Tax haven-based law firms
The Panama Papers exposed how the law firm Mossack Fonseca, headquartered in tax haven Panama, was "one of the world's top creators of shell companies, corporate structures that can be used to hide ownership of assets", according to the ICIJ which carried out a global investigation.
These documents revealed a far murkier side of tax havens. The ICJI said the Panama Papers revealed information on more than 214,000 offshore companies in 21 tax havens, connected to people in more than 200 countries and territories. Among them were 140 politicians from more than 50 countries, some of them heads of state (of powerful countries like the UK and Russia), their associates, ministers, elected officials.
The TJN says that a large industry of administrators, accountants, bankers, lawyers, and lobbyists has developed to serve the tax haven economy.
But wait to be shocked even more.
Tax havens: UK, US, and other powerful countries have their back
According to Palan et al, "Some of the most successful "pure" tax havens are dependent jurisdictions; they rely on larger states for their security, diplomatic relations, and maintenance of the currency and broader macro-economic environment, as well as the collection of VAT receipts".
It then goes on to name some of the tax havens and larger states behind them.
Jersey, Guernsey, and the Isle of Man, plus Gibraltar in Europe and the Caymans, Bermuda and the British Virgin Islands (BVI) in the Caribbean are the highly successful British Crown Dependencies.
Crown Dependencies are not part of the UK but are self-governing possessions of the British Crown, the Queen's personal representatives are the Lieutenant Governors, the UK government is responsible for certain areas of policy such as defence and foreign affairs, which the Privy Council does. Thus, the British courts and British judges are the final authority on any tax dispute that arises in these jurisdictions.
(Shaxson describes this London-centric tax havens' network as a 'spider's web' which Palan et al described as "a second British empire which is at the very core of global financial markets today".
Similarly, Monaco and Andorra were identified as relying on the French state for most of their essential services and Liechtenstein on Switzerland.
Palan et al then concluded: "In sum, the reality of this interdependent world is that when one comes across low or zero-tax jurisdiction, someone else is paying additional tax elsewhere, thereby permitting that jurisdiction to offer low-tax services."
The US has its own tax haven-Delaware.
Delaware was in the news last month when Africa's richest woman Isabel dos Santos was accused of embezzlement and money laundering by prosecutors in Angola. Among others, she was accused of concealing a $1.8 million luxury apartment in the Portuguese capital Lisbon. She and her husband owned the apartment through a company registered in Delaware.
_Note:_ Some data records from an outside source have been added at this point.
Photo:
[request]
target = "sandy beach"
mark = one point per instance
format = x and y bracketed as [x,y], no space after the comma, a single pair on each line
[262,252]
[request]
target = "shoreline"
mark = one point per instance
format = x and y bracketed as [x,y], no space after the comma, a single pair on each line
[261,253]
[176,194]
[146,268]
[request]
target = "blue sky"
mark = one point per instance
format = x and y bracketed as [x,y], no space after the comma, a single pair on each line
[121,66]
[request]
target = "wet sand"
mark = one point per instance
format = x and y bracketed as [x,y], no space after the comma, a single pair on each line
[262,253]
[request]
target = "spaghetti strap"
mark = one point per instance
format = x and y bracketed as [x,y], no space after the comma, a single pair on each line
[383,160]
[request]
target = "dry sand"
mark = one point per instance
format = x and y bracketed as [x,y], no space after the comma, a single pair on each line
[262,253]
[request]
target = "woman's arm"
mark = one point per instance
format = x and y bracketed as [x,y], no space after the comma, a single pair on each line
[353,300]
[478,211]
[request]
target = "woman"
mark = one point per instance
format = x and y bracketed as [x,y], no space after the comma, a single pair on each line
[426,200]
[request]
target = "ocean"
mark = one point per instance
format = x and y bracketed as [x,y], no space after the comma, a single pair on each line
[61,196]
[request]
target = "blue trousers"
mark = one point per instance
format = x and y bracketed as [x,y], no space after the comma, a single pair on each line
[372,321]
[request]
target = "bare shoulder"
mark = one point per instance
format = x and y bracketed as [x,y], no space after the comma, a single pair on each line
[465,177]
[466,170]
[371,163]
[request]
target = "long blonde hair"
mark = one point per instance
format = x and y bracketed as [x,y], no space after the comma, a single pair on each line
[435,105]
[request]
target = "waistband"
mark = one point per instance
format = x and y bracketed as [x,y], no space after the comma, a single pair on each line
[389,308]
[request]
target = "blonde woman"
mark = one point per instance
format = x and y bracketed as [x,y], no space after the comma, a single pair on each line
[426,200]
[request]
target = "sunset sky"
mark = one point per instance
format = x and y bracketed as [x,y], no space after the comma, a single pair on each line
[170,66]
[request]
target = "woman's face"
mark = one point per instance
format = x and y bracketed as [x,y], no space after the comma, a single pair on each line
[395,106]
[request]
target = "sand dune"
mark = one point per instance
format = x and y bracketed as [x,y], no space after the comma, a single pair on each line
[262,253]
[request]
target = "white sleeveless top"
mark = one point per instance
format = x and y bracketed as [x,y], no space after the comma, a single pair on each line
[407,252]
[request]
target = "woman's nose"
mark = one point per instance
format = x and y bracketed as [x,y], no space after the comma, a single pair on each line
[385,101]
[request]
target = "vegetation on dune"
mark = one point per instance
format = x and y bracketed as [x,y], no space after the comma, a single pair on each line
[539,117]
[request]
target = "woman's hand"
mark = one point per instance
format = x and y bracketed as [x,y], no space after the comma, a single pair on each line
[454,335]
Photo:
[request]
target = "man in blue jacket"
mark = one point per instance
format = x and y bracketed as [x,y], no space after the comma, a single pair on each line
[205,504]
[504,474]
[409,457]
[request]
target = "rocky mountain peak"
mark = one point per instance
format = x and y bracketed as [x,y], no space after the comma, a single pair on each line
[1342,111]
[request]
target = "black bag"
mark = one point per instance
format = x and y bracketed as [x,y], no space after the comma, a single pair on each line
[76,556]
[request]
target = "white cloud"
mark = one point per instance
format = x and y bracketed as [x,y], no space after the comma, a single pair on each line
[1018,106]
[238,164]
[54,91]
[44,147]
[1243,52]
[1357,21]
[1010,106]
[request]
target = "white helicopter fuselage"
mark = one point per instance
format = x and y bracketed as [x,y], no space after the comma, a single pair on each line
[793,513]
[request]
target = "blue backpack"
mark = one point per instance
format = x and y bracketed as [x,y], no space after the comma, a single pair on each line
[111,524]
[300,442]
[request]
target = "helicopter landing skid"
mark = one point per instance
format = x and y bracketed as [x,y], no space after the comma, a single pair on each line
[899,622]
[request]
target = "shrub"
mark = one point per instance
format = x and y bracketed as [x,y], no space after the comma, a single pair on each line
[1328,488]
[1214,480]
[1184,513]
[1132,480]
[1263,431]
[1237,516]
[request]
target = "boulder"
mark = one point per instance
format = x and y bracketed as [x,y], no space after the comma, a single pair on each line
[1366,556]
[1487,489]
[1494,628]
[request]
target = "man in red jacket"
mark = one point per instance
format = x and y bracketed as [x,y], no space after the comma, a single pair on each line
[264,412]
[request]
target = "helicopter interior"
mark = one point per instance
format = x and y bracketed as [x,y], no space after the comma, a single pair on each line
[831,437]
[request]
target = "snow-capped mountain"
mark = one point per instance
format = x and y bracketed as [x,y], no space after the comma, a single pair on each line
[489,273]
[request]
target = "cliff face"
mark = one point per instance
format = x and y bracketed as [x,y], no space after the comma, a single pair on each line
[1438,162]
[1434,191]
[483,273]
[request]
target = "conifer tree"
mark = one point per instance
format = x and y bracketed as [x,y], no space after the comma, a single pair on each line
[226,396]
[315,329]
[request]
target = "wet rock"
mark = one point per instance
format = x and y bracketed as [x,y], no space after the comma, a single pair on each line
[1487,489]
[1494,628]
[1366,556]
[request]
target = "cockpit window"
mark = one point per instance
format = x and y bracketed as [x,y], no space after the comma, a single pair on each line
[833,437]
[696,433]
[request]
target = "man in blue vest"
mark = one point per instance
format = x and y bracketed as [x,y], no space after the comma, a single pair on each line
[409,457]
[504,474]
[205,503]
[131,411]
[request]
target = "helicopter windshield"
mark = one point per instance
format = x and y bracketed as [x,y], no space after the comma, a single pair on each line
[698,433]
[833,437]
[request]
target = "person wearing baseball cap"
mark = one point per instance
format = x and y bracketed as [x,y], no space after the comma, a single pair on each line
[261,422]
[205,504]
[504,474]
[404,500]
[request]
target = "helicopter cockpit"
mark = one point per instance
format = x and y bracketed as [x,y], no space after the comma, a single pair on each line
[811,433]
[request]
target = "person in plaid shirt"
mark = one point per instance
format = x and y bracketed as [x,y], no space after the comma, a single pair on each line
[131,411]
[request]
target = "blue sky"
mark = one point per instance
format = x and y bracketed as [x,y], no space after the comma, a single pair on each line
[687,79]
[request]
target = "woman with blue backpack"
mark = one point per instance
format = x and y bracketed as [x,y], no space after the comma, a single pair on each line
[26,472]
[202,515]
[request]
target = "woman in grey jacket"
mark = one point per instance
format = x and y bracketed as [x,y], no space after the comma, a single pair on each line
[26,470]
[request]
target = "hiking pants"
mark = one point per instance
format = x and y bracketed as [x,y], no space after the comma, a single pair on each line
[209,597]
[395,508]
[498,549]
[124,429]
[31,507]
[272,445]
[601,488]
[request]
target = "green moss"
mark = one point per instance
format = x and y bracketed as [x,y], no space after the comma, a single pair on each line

Isabel is the eldest daughter of ex-President of Angola Jose Eduardo dos Santos (1979 to 2017).
As was mentioned earlier, in the Tax Justice Network's Financial Secrecy Index of 2020 (FSI2020), the US was second after the Cayman Islands in secretive jurisdictions.
All the tax havens mentioned by Palan et al find a proud of place in the FSI2020 too, indicating that nothing much really has changed on the ground.